John Cowan wrote:
> Eli Barzilay scripsit:
> 
>> [*] As an aside, this is exactly why I like `syntax-case' as a base
>> system: instead of going with some obscure `rename' function or some
>> representation of the lexical environment that surrounds a macro use,
>> it deals directly with "symbols + some opaque value" where the latter
>> represents the lexical information of the identifier and there is no
>> need to understand what is actually kept there.
> 
> And things like this are exactly why I dislike and avoid all low-level
> macro systems and stick with syntax-rules:  I consider hygiene-breaking
> about the same as dynamically scoped local variables, or goto: "an
> invitation to make a mess of one's program."

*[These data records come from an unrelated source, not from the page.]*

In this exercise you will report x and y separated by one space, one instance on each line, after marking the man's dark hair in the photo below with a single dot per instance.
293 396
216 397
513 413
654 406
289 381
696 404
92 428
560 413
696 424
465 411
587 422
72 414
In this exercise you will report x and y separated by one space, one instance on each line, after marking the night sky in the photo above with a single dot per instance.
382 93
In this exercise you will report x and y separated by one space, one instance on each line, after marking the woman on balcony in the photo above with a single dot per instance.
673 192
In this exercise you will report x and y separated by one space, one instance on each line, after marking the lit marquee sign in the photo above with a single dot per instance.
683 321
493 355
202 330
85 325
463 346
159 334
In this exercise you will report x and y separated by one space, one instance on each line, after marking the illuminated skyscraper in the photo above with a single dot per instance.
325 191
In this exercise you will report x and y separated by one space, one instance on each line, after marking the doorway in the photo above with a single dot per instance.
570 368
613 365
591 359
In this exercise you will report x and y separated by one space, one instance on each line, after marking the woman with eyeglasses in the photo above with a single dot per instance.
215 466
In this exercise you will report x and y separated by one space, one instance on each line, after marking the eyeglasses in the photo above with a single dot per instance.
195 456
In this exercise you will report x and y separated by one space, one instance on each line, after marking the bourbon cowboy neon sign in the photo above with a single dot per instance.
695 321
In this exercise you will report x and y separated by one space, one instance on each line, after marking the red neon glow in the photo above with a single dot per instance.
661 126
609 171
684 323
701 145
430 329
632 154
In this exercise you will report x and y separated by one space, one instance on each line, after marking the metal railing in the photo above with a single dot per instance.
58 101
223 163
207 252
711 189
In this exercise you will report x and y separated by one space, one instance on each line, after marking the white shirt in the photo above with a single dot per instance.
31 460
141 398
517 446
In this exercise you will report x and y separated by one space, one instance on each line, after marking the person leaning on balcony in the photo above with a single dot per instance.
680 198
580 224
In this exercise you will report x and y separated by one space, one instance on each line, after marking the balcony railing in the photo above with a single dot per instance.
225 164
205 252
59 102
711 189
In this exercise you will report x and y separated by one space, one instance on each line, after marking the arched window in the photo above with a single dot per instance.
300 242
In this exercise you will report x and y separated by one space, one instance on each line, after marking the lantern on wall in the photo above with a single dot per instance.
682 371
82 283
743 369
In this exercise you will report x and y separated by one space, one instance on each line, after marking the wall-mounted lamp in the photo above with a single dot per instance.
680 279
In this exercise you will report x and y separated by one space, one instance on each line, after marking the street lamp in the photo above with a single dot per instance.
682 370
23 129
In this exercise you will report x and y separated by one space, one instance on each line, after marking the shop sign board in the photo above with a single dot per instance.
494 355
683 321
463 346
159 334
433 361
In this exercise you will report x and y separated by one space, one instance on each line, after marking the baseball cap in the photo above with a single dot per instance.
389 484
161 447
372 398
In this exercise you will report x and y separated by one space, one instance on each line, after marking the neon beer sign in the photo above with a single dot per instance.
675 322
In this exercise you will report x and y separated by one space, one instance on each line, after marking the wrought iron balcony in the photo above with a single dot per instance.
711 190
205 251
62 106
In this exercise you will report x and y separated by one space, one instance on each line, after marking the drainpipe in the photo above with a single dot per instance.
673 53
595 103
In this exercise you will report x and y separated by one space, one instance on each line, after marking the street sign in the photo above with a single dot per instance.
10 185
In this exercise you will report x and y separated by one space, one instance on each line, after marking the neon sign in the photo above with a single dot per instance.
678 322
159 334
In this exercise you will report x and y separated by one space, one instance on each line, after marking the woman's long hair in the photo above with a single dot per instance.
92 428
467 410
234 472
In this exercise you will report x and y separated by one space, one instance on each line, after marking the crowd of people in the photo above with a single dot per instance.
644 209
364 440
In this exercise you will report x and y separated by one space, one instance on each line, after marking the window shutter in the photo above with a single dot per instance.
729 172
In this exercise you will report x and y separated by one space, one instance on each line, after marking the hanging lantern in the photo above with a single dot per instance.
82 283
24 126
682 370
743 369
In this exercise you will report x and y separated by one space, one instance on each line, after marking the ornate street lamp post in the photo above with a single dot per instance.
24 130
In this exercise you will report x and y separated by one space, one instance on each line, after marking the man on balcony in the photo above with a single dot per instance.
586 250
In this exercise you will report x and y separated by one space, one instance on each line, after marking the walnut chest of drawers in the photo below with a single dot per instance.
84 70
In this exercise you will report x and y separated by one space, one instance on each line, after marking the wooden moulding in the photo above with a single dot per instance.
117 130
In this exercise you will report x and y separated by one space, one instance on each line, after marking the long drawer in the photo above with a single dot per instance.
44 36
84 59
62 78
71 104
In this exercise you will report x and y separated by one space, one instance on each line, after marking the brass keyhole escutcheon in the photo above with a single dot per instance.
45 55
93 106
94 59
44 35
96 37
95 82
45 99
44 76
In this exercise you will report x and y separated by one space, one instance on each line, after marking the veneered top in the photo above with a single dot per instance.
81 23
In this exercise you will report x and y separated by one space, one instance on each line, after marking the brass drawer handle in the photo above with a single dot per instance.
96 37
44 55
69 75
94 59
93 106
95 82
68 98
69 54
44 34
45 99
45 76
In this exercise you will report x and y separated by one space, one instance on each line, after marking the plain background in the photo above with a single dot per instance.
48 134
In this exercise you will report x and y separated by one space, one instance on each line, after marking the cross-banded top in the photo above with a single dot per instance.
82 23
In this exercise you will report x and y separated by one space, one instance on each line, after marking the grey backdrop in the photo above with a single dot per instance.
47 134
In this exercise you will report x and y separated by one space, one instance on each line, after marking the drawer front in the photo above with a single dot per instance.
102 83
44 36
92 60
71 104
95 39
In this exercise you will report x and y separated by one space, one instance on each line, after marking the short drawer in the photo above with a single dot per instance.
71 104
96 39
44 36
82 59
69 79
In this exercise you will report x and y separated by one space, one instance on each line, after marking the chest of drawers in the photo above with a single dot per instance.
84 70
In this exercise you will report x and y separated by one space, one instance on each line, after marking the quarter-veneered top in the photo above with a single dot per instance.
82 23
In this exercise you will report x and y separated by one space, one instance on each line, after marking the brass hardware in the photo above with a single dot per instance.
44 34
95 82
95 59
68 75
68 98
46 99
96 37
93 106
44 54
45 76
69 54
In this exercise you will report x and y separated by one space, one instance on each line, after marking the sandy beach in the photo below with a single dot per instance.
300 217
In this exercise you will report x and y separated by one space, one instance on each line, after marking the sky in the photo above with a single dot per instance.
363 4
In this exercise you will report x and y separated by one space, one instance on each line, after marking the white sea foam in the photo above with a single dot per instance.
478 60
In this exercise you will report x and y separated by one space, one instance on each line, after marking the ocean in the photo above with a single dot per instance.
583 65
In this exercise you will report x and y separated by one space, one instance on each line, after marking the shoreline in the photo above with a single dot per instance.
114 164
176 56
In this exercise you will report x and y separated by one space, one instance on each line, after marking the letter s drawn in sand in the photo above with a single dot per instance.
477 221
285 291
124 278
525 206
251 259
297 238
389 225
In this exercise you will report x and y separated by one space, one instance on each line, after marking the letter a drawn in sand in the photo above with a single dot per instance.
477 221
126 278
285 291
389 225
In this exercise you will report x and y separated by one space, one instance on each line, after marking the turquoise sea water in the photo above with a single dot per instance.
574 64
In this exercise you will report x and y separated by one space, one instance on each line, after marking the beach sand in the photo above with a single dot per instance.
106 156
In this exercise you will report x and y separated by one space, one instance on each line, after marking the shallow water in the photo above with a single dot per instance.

1) Procedural macros (aka syntax-case macros) are hygienic so long as 
you do not explicitly bend hygiene.  If you want to be a hygiene purist, 
you can still have procedural macros and outlaw `datum->syntax'.  Eli's 
point is just as valid in such a context.

2) You can make a mess with syntax-rules.  The idea that you can just 
look at the text of a Scheme program and determine the scope of an 
identifier is false in general.  This is why I asked earlier, in what 
sense is Scheme lexically scoped?  It is not the usual one.

(This is not, to be clear, a case for "low-level" macro systems.)